Marcus: The weird thing about it is, last year we had a really good tour and at the end of it we all hated each other and didn’t talk for a month, but this year we were stuck in that shithole town for so long that we actually got along better. We kind of clung to each other for support through the ordeal.

Josh: And we wrote two new songs in the park.

Marcus: John likes to play Golden Tee. We learned that about him.

MI: John, what did you learn about Marcus?

John: That that was the lowest point in his life. You know what he told his mom? [Much anticipatory laughing] He told his mom, “Mom, this is the lowest point in my life,” and she told him, “Well you’ve still got your arms and legs!” And Marcus’s rejoinder to that was, “Well, John’s 32 and he says this is the lowest point in his life.” Only being in jail was lower for me.
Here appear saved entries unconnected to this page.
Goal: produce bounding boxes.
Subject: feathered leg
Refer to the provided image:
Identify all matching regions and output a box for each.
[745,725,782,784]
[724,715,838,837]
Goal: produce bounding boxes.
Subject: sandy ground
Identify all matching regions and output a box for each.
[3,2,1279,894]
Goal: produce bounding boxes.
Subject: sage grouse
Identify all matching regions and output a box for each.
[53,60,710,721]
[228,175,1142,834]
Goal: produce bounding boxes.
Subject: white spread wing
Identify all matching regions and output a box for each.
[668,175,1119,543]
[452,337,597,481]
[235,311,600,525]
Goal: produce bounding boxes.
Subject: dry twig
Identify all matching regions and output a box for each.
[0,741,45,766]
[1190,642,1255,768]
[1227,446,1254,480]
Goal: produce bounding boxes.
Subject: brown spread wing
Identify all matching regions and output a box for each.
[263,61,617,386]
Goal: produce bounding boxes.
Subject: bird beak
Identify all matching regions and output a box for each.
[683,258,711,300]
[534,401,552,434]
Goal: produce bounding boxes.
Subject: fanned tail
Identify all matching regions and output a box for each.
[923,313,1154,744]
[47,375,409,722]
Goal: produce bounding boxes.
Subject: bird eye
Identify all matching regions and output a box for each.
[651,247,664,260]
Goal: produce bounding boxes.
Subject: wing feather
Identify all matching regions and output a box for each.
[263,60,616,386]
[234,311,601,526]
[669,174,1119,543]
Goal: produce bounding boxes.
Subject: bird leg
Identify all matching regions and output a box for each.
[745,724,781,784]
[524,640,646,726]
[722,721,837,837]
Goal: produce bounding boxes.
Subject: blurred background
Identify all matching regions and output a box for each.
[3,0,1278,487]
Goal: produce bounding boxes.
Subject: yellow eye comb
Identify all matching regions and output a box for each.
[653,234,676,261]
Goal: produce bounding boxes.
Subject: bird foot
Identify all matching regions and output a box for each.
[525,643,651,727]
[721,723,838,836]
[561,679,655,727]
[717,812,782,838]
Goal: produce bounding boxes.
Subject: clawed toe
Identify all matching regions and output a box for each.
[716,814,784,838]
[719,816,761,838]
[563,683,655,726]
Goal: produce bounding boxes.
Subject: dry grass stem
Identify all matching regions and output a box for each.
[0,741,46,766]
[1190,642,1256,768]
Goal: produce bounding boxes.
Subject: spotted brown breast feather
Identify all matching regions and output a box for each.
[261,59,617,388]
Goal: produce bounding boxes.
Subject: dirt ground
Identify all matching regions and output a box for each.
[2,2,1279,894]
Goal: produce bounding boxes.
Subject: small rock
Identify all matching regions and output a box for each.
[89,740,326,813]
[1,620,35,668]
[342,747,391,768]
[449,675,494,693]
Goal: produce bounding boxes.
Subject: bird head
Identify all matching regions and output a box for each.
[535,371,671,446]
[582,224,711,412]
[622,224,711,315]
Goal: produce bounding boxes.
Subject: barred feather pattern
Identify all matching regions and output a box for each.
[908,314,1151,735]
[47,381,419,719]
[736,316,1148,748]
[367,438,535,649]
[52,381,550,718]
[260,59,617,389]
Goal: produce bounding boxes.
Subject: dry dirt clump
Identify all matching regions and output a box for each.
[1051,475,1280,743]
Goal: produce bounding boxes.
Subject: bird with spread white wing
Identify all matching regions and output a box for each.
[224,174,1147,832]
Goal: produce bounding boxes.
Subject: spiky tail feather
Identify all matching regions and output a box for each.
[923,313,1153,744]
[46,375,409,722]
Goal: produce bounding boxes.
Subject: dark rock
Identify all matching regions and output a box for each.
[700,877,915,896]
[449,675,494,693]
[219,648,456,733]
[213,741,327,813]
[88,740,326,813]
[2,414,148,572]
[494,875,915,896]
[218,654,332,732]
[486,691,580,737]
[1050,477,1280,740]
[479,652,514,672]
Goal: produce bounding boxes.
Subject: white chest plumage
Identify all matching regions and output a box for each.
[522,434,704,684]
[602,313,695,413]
And we almost made it to jail on this tour.

MI: Oh, yeah?

Josh: It was an abandoned gas station.

John: It was, like, an empty building. We stepped behind it to take a leak and we weren’t back there for three seconds before three cop cars came errrccch squealing into the parking lot.

Josh: And the cops said [in small-town redneck cop voice]: “You boys don’t need to be rootin’ around in this town.”

John: That town sucked. [Matter of factly]: We drank at the same bar where Judge Lance Ito goes to with his fishing buddies once a year.

Marcus: That’s our major claim to fame at this point.

John: And Fred Dryer. TV’s “Hunter.”

MI: Whoa.

Josh: To kill time, Marcus went crawdad-fishing. He was buying string and they were like, “You got a fishing license here?”

MI: How do you fish for crawdads?

Marcus: You put a piece of bacon on the end of a string and dip it down there, and they grab on to it and won’t let go.

John: I voted to eat the bacon and not waste it on a futile attempt to catch crawdads. [Much laughter]. Should we tell him about the fortunes we got?

Josh: On the way back, when everything was fixed, we stopped at this Chinese restaurant in Nevada and had this glorious meal. But all of our fortunes were creepy.

John: Josh’s said, “You have a magnetic personality,” [The Sinners have a song called “Psycho Bitch Magnet”] and mine said, “A man’s best friend is a sympathetic wife.” Marcus’s and Jason’s said about the same thing, “Your future is as boundless as the heavens above,” or something like that. I took that as the sign that we were going to make it home in one piece, and we did. Oh, you know what I discovered about myself that I didn’t know? That I actually like “Bohemian Rhapsody!”